Embrace costly discipleship by preparing to suffer in seminary. As you do, you will grow in your love for God and his people. Both God’s love and God’s people will become essential for you during suffering. Thus, costly discipleship makes us more faithful ministers of the gospel. Strangely, but beautifully, suffering works for God’s glory and our good, even during seminary.
Finally, remember that seminary is school. You will be asked to read books, essays and articles. Practice patience in God’s providence (and, perhaps, endure some suffering!) by trusting your administration and professors. Read the books they assign in their courses. As you read, you will learn about the advice I have given above and more. You will grow in your knowledge and love of God, his Son, his church and your neighbors. You will prepare for suffering or endure it well. You will learn to minister the gospel with wisdom and grace as you learn from others who did the same. You will develop the necessary skill of theological reflection for the sake of ministry. As you develop, your skills will develop into habits of the mind and heart. Thus, you will learn how to begin a lifetime of learning that will advance into a lifetime of faithful ministry.

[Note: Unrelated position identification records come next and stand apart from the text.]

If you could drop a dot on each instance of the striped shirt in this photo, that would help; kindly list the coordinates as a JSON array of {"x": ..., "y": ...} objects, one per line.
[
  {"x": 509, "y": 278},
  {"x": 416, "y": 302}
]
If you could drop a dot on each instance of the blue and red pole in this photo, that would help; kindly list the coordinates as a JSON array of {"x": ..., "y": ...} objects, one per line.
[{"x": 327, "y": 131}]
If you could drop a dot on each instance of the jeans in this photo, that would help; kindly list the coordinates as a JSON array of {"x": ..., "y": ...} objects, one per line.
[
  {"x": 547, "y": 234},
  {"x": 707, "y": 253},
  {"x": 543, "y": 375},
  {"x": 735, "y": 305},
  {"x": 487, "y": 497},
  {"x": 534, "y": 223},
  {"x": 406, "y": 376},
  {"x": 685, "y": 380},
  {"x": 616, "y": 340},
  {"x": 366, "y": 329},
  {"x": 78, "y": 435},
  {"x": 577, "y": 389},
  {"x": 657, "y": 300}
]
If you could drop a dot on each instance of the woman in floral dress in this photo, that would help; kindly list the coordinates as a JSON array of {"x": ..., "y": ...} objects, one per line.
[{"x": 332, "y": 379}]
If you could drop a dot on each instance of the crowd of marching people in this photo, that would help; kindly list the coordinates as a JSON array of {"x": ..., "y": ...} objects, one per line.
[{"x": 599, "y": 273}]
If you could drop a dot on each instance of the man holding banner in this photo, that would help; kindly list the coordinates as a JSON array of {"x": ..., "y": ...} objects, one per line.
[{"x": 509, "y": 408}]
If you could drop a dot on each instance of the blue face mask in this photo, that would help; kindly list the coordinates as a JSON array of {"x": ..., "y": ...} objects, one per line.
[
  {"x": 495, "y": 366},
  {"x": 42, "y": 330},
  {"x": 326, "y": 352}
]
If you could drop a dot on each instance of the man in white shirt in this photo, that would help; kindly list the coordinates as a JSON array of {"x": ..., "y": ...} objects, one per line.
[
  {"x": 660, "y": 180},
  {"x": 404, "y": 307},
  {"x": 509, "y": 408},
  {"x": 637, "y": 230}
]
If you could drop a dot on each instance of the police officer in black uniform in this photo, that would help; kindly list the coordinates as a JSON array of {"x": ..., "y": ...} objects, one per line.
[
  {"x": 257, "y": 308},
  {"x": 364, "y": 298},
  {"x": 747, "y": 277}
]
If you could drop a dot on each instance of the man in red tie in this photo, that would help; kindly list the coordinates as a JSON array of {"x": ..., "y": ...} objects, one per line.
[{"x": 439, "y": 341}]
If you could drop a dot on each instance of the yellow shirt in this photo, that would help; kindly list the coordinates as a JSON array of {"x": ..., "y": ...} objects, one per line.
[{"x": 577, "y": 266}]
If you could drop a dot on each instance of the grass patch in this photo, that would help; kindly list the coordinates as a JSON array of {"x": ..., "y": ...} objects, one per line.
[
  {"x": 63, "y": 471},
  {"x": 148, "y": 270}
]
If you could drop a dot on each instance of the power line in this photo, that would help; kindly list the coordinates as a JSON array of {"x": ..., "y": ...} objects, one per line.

If you do not read books, Scripture or otherwise, you should call into question your “calling.” I do not say this because God only wants heady intellectuals for pastors. Instead, I urge you to recognize that you may think Christian ministry amounts to zeal without knowledge. It does not. Even worse, your refusal to read may reveal a refusal to learn from others that demonstrates a hubris and ignorance that will harm God’s people.
If, however, you commune daily with Christ and prioritize God’s call on your life, you will want to read God’s Word and many other books. You will enjoy the labor of learning biblical languages, theology, history and preaching. You will grow in your enjoyment of God. This will be a good and fruitful way to live the Christian life. It will be a good and fruitful way to prepare for seminary.